The American Southwest is baking under the first heatwave of the year. The hottest surface temperature recorded on Earth was 134 degrees in Death Valley on July 10, 1913. The secret to the record heat is that Death Valley is below sea level and temperatures rise as air sinks lower.
LOS ANGELES, CA (California Network) -- A high-pressure ridge over Arizona is responsible for baking the American southwest under extreme conditions. From California to New Mexico, temperatures will reach over 110 degrees, and spike over 120 in some places. Las Vegas should see 117 degrees, and Death Valley will reach 124 degrees, or even higher. California's San Joaquin Valley will be between 105 and 110 degrees for much of the week.
Residents of the region are accustomed to heatwaves, and most people have air conditioning in their homes and workplaces. However, the heat still poses dangers that most people never consider.

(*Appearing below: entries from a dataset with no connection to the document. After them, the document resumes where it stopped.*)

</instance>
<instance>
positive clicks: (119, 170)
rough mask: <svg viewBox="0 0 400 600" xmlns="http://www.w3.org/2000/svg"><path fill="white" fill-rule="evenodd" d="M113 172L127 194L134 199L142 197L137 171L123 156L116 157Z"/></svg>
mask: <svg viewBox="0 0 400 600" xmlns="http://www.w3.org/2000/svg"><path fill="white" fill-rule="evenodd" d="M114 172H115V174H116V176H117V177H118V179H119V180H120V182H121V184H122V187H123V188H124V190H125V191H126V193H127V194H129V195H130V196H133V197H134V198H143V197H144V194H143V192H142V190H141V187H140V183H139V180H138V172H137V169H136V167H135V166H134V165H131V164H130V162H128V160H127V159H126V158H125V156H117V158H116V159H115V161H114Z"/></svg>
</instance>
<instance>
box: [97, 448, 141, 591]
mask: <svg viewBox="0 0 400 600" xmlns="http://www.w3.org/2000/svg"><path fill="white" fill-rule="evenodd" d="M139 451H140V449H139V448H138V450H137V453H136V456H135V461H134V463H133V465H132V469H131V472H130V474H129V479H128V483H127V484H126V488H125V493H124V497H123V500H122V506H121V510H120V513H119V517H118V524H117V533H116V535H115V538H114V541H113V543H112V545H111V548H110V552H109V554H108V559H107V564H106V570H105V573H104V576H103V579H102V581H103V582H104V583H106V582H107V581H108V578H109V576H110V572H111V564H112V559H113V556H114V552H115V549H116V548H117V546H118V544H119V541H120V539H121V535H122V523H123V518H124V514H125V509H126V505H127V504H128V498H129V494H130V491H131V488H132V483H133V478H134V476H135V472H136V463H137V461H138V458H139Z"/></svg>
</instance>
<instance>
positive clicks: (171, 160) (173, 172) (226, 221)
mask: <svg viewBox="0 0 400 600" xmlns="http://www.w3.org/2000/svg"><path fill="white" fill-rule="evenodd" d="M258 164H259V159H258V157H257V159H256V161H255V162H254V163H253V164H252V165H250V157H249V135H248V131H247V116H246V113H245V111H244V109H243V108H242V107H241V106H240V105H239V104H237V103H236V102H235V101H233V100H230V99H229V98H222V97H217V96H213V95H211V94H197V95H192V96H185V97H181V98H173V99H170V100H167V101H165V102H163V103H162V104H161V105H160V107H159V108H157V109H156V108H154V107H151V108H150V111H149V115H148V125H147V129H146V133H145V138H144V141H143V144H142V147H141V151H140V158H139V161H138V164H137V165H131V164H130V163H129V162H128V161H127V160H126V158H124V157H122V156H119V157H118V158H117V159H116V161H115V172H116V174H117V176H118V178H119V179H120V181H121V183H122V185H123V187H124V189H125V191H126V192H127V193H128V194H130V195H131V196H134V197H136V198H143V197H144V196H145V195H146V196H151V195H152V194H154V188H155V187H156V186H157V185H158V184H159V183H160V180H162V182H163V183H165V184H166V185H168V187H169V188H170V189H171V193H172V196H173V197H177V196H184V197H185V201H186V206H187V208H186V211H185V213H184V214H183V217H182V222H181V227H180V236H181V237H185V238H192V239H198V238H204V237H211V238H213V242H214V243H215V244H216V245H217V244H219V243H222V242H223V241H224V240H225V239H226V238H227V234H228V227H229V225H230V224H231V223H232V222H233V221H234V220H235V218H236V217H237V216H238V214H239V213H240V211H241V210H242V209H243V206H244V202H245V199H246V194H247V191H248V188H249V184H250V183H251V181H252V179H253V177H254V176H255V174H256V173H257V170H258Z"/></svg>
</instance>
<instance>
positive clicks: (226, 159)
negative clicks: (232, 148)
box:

The Sierra Nevada mountains are packed with snow, much more snow than normal. Waterways are already near capacity, and the heatwave will increase the rate at which snow melts from the mountains. This means rivers and streams will rise, and water will be cold and fast moving. The flood risk remains small, but swimmers who attempt to beat the heat by swimming in local rivers face danger. The cold, fast moving water can cause swimmers to lose their breath, and to become numb and tired. Swimmers can be pulled under by currents in the river or stuck on rocks or debris. The risk of drowning is significant.
While there is a risk of drowning for some, the risk of fire worries others. Already, several small brush fires are burning in California, and when temperatures are hot, brush dries out and ignites easily. The smoke from fires as well as dust and smog contributes to hazardous air. The pollutants make people with asthma more likely to suffer an attack.
The heat itself is also a stressor, and people with heart conditions, or who do not have adequate cooling or hydration are subject to heatstroke and even death.
There are also dangers for pets, livestock and crops. Walking a dog on the pavement is dangerous as the hot ground can burn their bare feet. Leaving pets outdoors can be as much as risk as with people. Farmers need to take measures to keep livestock cool.
The heatwave will last through the end of the week, and possibly into the weekend. Official warnings now extend until Thursday night.
June is a hot month in the American Southwest, but it is not as hot as July and August, which are the hottest. Heat waves, which are described as two or more days of hot temperatures that range above historical averages, are more frequent in July through September.
Officials expect several records will be broken in the week to come.